Bug #102510 ClusterJ Feature Request
Submitted: 6 Feb 2021 18:41 Modified: 3 Jul 1:31
Reporter: Mikael Ronström Email Updates:
Status: Closed Impact on me:
None 
Category:MySQL Cluster: Cluster/J Severity:S4 (Feature request)
Version:8.0.23 OS:Ubuntu
Assigned to: CPU Architecture:Any

[6 Feb 2021 18:41] Mikael Ronström
Description:
    When running applications that creates and releases loads of
    new instances using the session.newInstance and session.release
    interface the scalability is hampered dramatically and lots of
    overhead is created for the application.
    
    In a simple benchmark where one runs one batch of primary key
    lookups at a time, each batch containing 380 lookups, the
    microbenchmark using standard ClusterJ can only scale to 3
    threads and then handling a bit more than 1000 batches per second.
    
    Using the BPF tool it was clear that more than a quarter of the
    CPU time is spent in the call to session.newInstance. ClusterJ uses
    Java Reflection to be handled dynamic class objects.
    
    A very simple patch of the microbenchmark showed that this overhead
    and scalability hog could quite easily be removed by putting the
    objects into a cache inside the thread instead of calling the
    session.release.

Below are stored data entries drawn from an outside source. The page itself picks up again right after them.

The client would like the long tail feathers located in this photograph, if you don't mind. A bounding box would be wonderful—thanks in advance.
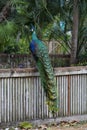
[36,58,58,113]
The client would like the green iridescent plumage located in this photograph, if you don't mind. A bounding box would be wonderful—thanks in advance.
[30,31,58,113]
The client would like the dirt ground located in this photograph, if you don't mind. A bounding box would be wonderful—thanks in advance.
[1,121,87,130]
[40,124,87,130]
[34,121,87,130]
[36,124,87,130]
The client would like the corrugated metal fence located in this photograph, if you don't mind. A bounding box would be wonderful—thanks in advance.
[0,66,87,124]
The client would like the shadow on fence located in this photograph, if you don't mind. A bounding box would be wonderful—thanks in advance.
[0,54,70,69]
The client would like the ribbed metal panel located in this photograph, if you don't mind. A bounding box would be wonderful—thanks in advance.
[70,74,87,115]
[0,77,45,122]
[0,67,87,123]
[56,76,68,117]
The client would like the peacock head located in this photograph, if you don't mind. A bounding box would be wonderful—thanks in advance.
[30,24,36,32]
[30,24,38,40]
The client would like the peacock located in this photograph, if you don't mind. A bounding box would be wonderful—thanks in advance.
[29,27,58,113]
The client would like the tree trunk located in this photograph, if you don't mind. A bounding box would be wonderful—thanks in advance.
[70,0,79,64]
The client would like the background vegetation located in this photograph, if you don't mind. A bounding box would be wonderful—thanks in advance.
[0,0,87,66]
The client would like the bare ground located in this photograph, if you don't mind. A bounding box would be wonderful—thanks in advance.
[1,123,87,130]
[1,120,87,130]
[35,124,87,130]
[34,121,87,130]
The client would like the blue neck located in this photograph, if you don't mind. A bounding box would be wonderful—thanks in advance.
[32,31,38,40]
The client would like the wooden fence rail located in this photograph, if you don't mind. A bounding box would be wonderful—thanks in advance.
[0,66,87,124]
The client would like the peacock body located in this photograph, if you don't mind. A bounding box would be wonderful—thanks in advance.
[29,31,58,112]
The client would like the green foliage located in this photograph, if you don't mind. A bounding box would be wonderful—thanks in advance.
[77,25,87,56]
[0,21,17,52]
[0,0,87,60]
[0,21,29,54]
[43,19,71,54]
[19,122,33,129]
[51,58,70,67]
[78,51,87,65]
[11,0,29,25]
[76,0,87,57]
[77,61,87,66]
[17,38,29,54]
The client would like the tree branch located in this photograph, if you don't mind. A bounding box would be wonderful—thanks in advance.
[0,2,11,23]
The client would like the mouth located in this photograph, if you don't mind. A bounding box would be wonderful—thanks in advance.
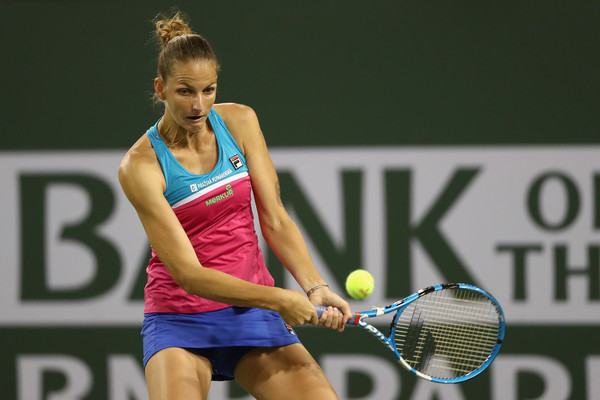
[187,115,203,122]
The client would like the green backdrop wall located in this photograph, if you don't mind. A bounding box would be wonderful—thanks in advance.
[3,0,599,149]
[1,1,599,399]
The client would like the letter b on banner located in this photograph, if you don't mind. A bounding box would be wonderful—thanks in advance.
[20,174,121,300]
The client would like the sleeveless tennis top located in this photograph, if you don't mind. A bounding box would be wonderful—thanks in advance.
[143,108,274,314]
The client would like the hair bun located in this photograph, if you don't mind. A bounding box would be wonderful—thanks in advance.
[153,11,219,81]
[155,12,193,47]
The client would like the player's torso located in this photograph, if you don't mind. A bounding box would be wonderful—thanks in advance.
[147,109,252,239]
[143,108,272,313]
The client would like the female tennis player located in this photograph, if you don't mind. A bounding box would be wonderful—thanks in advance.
[118,11,352,400]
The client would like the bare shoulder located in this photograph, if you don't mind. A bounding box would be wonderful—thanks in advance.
[214,102,258,125]
[118,134,164,204]
[213,103,262,154]
[119,134,157,177]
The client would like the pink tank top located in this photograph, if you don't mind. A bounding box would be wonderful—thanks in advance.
[143,109,274,313]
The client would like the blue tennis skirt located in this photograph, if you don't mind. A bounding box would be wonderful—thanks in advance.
[141,306,301,380]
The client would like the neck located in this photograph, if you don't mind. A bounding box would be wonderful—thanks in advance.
[158,113,215,150]
[157,114,198,148]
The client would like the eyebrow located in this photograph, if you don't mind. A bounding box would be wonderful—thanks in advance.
[176,80,217,87]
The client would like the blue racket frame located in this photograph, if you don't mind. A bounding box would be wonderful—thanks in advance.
[316,282,505,383]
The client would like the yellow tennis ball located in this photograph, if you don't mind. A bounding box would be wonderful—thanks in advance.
[345,269,374,299]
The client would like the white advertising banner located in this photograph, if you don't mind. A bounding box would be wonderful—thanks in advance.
[1,147,599,325]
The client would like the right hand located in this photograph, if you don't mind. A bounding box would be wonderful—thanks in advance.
[276,289,319,326]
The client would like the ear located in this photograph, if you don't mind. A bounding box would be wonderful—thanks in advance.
[154,77,166,101]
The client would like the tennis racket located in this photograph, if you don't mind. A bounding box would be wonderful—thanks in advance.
[316,282,505,383]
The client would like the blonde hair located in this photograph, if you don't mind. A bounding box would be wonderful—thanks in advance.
[154,11,220,82]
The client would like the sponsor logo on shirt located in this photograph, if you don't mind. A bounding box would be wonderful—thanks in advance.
[230,155,243,170]
[189,169,234,194]
[205,185,234,206]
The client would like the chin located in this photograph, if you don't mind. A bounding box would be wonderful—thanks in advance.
[186,122,204,133]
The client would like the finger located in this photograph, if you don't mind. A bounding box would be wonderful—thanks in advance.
[322,307,344,331]
[329,307,338,328]
[338,313,346,332]
[331,307,345,332]
[341,303,353,324]
[320,307,333,328]
[328,307,340,329]
[317,309,326,324]
[310,308,319,325]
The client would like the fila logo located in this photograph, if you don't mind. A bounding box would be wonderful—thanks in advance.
[230,155,243,170]
[284,323,296,335]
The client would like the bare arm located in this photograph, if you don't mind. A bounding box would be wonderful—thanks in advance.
[118,135,316,326]
[218,104,352,327]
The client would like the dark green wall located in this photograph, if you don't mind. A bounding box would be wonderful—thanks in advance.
[2,1,599,399]
[2,0,598,149]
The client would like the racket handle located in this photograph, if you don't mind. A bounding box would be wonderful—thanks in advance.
[314,305,361,325]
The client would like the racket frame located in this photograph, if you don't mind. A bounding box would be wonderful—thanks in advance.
[320,282,505,383]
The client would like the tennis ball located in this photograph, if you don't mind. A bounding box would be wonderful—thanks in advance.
[345,269,374,299]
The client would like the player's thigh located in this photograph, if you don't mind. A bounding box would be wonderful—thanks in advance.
[234,343,339,400]
[145,347,213,400]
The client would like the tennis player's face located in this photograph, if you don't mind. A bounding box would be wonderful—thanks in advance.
[156,59,218,134]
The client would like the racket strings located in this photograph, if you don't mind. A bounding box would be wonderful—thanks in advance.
[393,287,501,379]
[400,291,499,375]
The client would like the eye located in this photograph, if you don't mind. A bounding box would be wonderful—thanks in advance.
[177,88,192,95]
[203,86,216,94]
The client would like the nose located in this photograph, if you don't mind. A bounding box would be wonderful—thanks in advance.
[191,94,203,113]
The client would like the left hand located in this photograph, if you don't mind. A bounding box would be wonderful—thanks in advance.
[308,286,352,332]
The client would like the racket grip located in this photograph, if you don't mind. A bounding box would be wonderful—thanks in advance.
[314,305,361,325]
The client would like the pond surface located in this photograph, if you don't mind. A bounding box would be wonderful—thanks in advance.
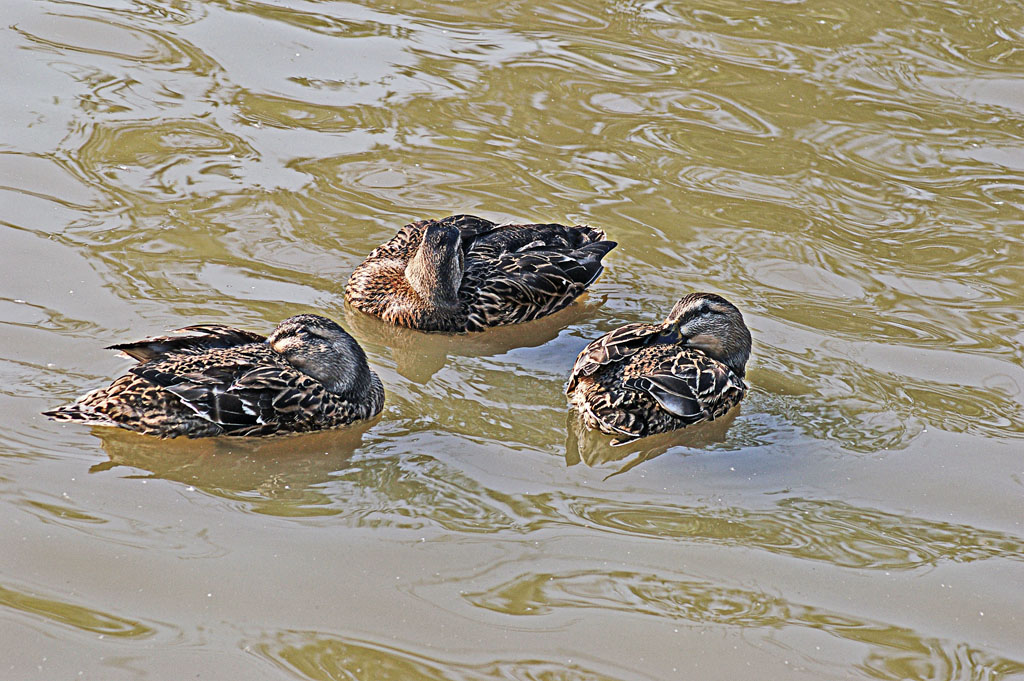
[3,0,1023,678]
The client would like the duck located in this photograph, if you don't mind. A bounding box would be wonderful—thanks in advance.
[344,214,616,332]
[566,292,751,444]
[43,314,384,438]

This simple change made the microbenchmark scale to
    12 threads and reach 3700 batches per second.
    
    The microbenchmark was executed on an AMD workstation using a cluster
    with 2 data nodes with 2 LDM threads in each and 1 ClusterJ application.
    
    This feature moves this cache of objects into the Session object.
    The session object is by design single-threaded, so no extra mutex
    protections are required as using a Session object from multiple
    threads at the same time is an application bug.
    
    It is required to maintain one cache per Class. A new configuration
    parameter com.mysql.clusterj.max.cached.instances was added where
    one can set the maximum number of cached objects per session object.
    
    We maintain a global linked list of the age of objects in the cache
    independent of its Class. If the cache is full and we need to store
    an object in the cache we will only do so if the oldest object has
    not been used for at least a max number. Each put into the cache
    increases the age by 1. If the age of the oldest object is higher
    than 4 * com.mysql.clusterj.max.cached.instances, then this object
    will be replaced, otherwise we will simply release the object.
    
    From benchmark runs it is clear that it's necessary to use a full
    caching of hot objects to get the performance advantage.
    
    The application controls the caching by calling releaseCache(Class<?>)
    to cache the object. The release call will always release the object.
    
    In addition the application can call session.dropCacheInstance(Class<?>)
    to drop all cached objects of a certain Class. It can also call
    session.dropCacheInstance() to drop all cached objects.
    
    In addition the application can also cache session objects if it
    adds and drops those at rapid rates by using the call session.closeCache().
    If one wants to clear the cache before placing the session object into
    the cache one can use session.closeCache(true).

How to repeat:
See description

Suggested fix:
See description
[7 Feb 2021 5:33] MySQL Verification Team
Hello Mikael,

Thank you for the feedback and reasonable feature request!

Sincerely,
Umesh
[27 Feb 18:18] John Duncan
Posted by developer:
 
Merged into bug#37476251.
[27 Feb 18:19] John Duncan
Merged into bug#117205.
[3 Jul 1:31] Daniel So
Posted by developer:
 
Added the following entry to the MySQL NDB 9.4.0 changelog: 

"Enhancements have been made to improve the scalability of ClusterJ applications using the session.newInstance and session.release interfaces in ClusterJ. A new cache has been introduced in the Session object to store objects, reducing overhead and improving performance. The cache size can be controlled using the com.mysql.clusterj.max.cached.instances configuration parameter, which enables the session cache by default with a maximum size of 100. Additionally, methods have been added to manage the cache, including releaseCache(), dropCacheInstance(), and closeCache(). "